All the time and money they saved not going for pretty graphics (and if you're a Spiderweb fan, you'll recognize the reuse of a LOT of those graphics,) was put into making absolutely sprawling caverns.

For those of you who lamented Elder Scrolls' Oblivion/Skyrim's rubber-banded monster levels, rejoice as well, as the sliths just a few towns west of where you start WILL shishkebob you effortlessly. On the higher difficulty levels, this can curb your exploration somewhat, but with a mere 350 coins, you can buy a boat that lets you have access to a large portion of the map, so long as you don't mind having to hide from the fights. While not being able to fight something sounds limiting, you can gain access to spells early, which makes it worth the trip.

That said, there's still a few places you have to go, and a pretty clear order in which you have to go there. While it's hypothetically possible to do sequence breaks, steep ramping of the power of enemies means that, especially in higher difficulty settings, there's little capacity for a player to bypass one major dungeon and be prepared for the next.

Because you have access to all the spell trainers early (just have to dodge the monsters bigger than you) you can easily get spells meant for late-game early, but at the same time, you can't afford them. Spells cost 2000 coins to learn, and clearing a whole dungeon and selling absolutely everything only nets you 1000 coins... It doesn't really get better as you go on, either, until you've bought all your skill-ups, and then there's nothing left to buy at all. I've never seen a reason to buy potions or scrolls or even weapons, as, while some mid-level stuff is available in stores, by the time you can afford them, you have better artifact weapons you lifted off of corpses. Potions can be brewed from infinitely-respawning herb patches for free, so there's at least reason to use those.

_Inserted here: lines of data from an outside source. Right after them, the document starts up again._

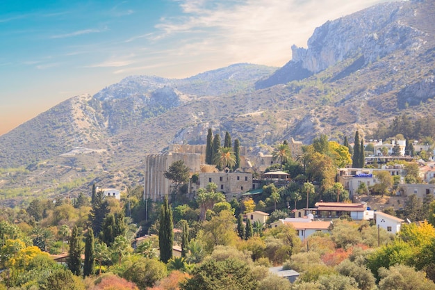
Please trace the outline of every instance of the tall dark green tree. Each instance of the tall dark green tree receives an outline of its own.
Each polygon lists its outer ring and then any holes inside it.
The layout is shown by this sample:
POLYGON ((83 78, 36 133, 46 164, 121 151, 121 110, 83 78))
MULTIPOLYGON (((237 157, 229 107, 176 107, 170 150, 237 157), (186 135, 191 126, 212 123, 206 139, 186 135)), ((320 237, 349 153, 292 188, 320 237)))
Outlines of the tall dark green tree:
POLYGON ((364 152, 364 139, 361 140, 361 145, 359 145, 359 168, 363 168, 366 163, 366 153, 364 152))
POLYGON ((92 193, 90 195, 90 203, 91 204, 94 204, 94 202, 95 201, 95 195, 97 194, 97 186, 95 185, 95 184, 92 184, 92 193))
POLYGON ((228 133, 228 131, 225 131, 225 139, 224 139, 224 147, 225 148, 231 147, 231 136, 228 133))
POLYGON ((241 214, 237 218, 237 235, 242 239, 245 239, 245 225, 243 225, 243 218, 241 214))
POLYGON ((405 155, 413 157, 416 152, 414 151, 414 146, 412 145, 412 142, 409 139, 407 139, 407 144, 405 145, 405 155))
POLYGON ((234 140, 234 156, 236 156, 236 164, 234 164, 234 170, 240 166, 240 142, 238 139, 234 140))
POLYGON ((354 154, 352 156, 352 167, 354 168, 359 168, 359 134, 358 131, 355 132, 355 140, 354 142, 354 154))
POLYGON ((206 164, 213 163, 213 132, 208 129, 207 134, 207 145, 206 146, 206 164))
POLYGON ((115 240, 115 216, 113 214, 109 214, 104 218, 103 225, 101 227, 101 231, 99 232, 99 240, 108 246, 112 245, 115 240))
POLYGON ((89 203, 89 200, 88 200, 88 198, 85 196, 83 193, 79 193, 79 196, 77 197, 77 200, 76 202, 74 202, 74 207, 76 209, 79 209, 83 205, 89 203))
POLYGON ((216 154, 219 152, 219 148, 221 147, 220 136, 219 134, 215 134, 215 137, 213 139, 213 156, 212 156, 212 164, 213 163, 213 159, 216 156, 216 154))
POLYGON ((80 245, 80 234, 76 225, 72 229, 69 238, 69 257, 67 259, 67 266, 71 272, 76 276, 80 275, 81 271, 81 245, 80 245))
POLYGON ((350 154, 352 155, 352 152, 354 152, 354 150, 352 147, 352 146, 349 145, 349 141, 347 140, 347 136, 345 136, 345 140, 343 143, 343 145, 346 146, 347 148, 349 148, 349 153, 350 153, 350 154))
POLYGON ((94 231, 88 229, 88 236, 85 242, 85 261, 83 262, 83 276, 90 276, 94 273, 94 231))
POLYGON ((187 220, 183 220, 183 232, 181 233, 181 257, 186 258, 189 246, 189 225, 187 220))
POLYGON ((158 230, 158 245, 160 247, 160 259, 164 263, 172 257, 172 245, 174 243, 174 224, 172 223, 172 210, 165 196, 163 204, 160 211, 160 227, 158 230))
POLYGON ((98 236, 101 231, 104 218, 108 212, 108 204, 104 198, 104 193, 103 191, 97 191, 88 217, 95 236, 98 236))
POLYGON ((186 184, 189 181, 190 169, 183 160, 172 162, 167 171, 163 172, 165 178, 170 179, 175 184, 174 193, 178 192, 180 184, 186 184))
POLYGON ((245 228, 245 239, 247 240, 254 236, 254 229, 249 218, 246 219, 246 227, 245 228))

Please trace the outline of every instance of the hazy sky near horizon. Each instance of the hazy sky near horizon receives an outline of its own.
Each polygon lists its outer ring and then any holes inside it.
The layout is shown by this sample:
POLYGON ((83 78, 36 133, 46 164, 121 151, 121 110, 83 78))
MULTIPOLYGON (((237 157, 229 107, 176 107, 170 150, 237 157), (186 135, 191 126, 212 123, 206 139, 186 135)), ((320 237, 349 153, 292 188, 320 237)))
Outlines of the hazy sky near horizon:
POLYGON ((0 135, 132 74, 280 67, 314 29, 385 0, 2 0, 0 135))

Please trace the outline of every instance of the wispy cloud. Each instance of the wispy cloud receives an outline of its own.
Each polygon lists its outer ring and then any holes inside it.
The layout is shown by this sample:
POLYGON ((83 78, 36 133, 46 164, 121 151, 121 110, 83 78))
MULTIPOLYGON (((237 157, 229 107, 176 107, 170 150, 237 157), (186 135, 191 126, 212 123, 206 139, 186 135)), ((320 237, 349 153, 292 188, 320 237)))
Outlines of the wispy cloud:
POLYGON ((119 67, 133 63, 133 61, 108 61, 100 63, 87 65, 86 67, 119 67))
POLYGON ((306 47, 314 29, 327 20, 385 0, 174 0, 183 14, 162 18, 154 41, 189 38, 179 51, 219 54, 233 61, 283 65, 293 45, 306 47), (197 38, 201 40, 192 40, 197 38), (192 45, 199 42, 200 45, 192 45))
POLYGON ((83 29, 83 30, 78 30, 76 31, 71 32, 69 33, 64 34, 58 34, 56 35, 52 35, 51 38, 71 38, 74 36, 82 35, 83 34, 89 34, 89 33, 97 33, 100 32, 106 31, 108 30, 107 27, 105 27, 104 29, 83 29))
POLYGON ((60 65, 60 63, 45 63, 43 65, 39 65, 36 66, 36 68, 38 70, 47 70, 51 67, 57 67, 60 65))
POLYGON ((27 17, 27 15, 22 14, 20 15, 10 16, 9 17, 6 17, 6 18, 0 18, 0 23, 9 22, 11 21, 26 18, 26 17, 27 17))

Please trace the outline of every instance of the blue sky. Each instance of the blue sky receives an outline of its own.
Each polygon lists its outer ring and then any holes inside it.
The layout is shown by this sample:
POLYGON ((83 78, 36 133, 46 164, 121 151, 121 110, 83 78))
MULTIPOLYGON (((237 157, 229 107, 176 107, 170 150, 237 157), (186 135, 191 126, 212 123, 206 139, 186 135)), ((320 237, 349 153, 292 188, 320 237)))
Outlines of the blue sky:
POLYGON ((0 134, 132 74, 281 66, 327 20, 384 0, 1 0, 0 134))

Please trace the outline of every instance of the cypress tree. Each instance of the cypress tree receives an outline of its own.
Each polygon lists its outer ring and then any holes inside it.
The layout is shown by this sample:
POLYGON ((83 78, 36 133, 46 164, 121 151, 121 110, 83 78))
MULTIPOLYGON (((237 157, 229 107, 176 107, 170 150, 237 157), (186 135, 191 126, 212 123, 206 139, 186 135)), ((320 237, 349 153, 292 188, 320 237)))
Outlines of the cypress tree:
POLYGON ((241 214, 238 215, 237 218, 237 234, 240 239, 245 239, 245 226, 243 225, 243 218, 241 214))
POLYGON ((352 156, 352 167, 359 168, 359 134, 358 131, 355 132, 355 141, 354 142, 354 154, 352 156))
POLYGON ((189 225, 186 220, 183 220, 183 232, 181 234, 181 257, 186 258, 189 245, 189 225))
POLYGON ((81 268, 81 248, 79 229, 74 225, 69 238, 69 257, 67 259, 67 266, 71 272, 76 276, 80 275, 81 268))
POLYGON ((214 163, 214 162, 213 162, 213 160, 215 158, 215 156, 216 156, 216 154, 218 154, 219 148, 220 148, 220 136, 219 136, 219 134, 215 134, 215 137, 213 139, 213 156, 211 157, 212 161, 211 164, 214 163))
POLYGON ((88 229, 88 236, 85 243, 85 261, 83 263, 83 277, 90 276, 94 273, 94 231, 88 229))
POLYGON ((224 140, 224 147, 225 148, 231 147, 231 136, 228 133, 228 131, 225 131, 225 139, 224 140))
POLYGON ((234 140, 234 156, 236 156, 236 164, 234 168, 237 169, 240 166, 240 143, 238 139, 234 140))
POLYGON ((349 148, 349 153, 350 153, 350 154, 352 155, 354 152, 354 150, 352 147, 352 146, 349 145, 349 141, 347 140, 347 136, 345 136, 345 140, 343 143, 343 145, 346 146, 347 148, 349 148))
POLYGON ((361 145, 359 146, 359 168, 363 168, 365 161, 365 153, 364 153, 364 139, 361 140, 361 145))
POLYGON ((113 214, 109 214, 107 215, 106 218, 104 218, 104 222, 103 223, 103 225, 101 227, 101 231, 99 233, 99 239, 108 246, 112 245, 113 241, 115 241, 115 237, 116 236, 115 234, 115 216, 113 214))
POLYGON ((158 230, 160 259, 164 263, 167 263, 167 261, 172 257, 173 229, 172 210, 167 203, 167 196, 165 196, 163 204, 160 211, 160 228, 158 230))
POLYGON ((252 236, 254 236, 254 229, 252 228, 252 225, 251 225, 251 221, 249 218, 247 218, 246 228, 245 229, 245 239, 247 240, 252 236))
POLYGON ((206 146, 206 164, 213 163, 213 132, 208 129, 207 134, 207 145, 206 146))
POLYGON ((95 184, 92 184, 92 194, 90 196, 90 203, 94 204, 94 202, 95 201, 95 193, 97 193, 97 186, 95 184))
POLYGON ((108 212, 108 204, 107 203, 107 200, 104 199, 104 193, 103 191, 98 191, 95 193, 88 218, 92 230, 94 231, 95 236, 98 236, 101 231, 103 222, 108 212))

Also, you ram through MP quickly in this game, especially later on, but just setting foot in town restores all HP and MP for free... You have skills to reduce MP use, but why use them when you need every skill point in magic power to survive a single fight, and can just go back to town for a refill after literally every fight? There are a handful of dungeons where you do have to "fight your way back out" (monsters spawn in after you get to the end of the dungeon), but it's rare enough that you shouldn't have trouble sitting on a pile of 30 magic potions to refill between fights if you really need it.

If you're at all interested in the genre, it's dirt cheap and provides easily 100 hours of gameplay.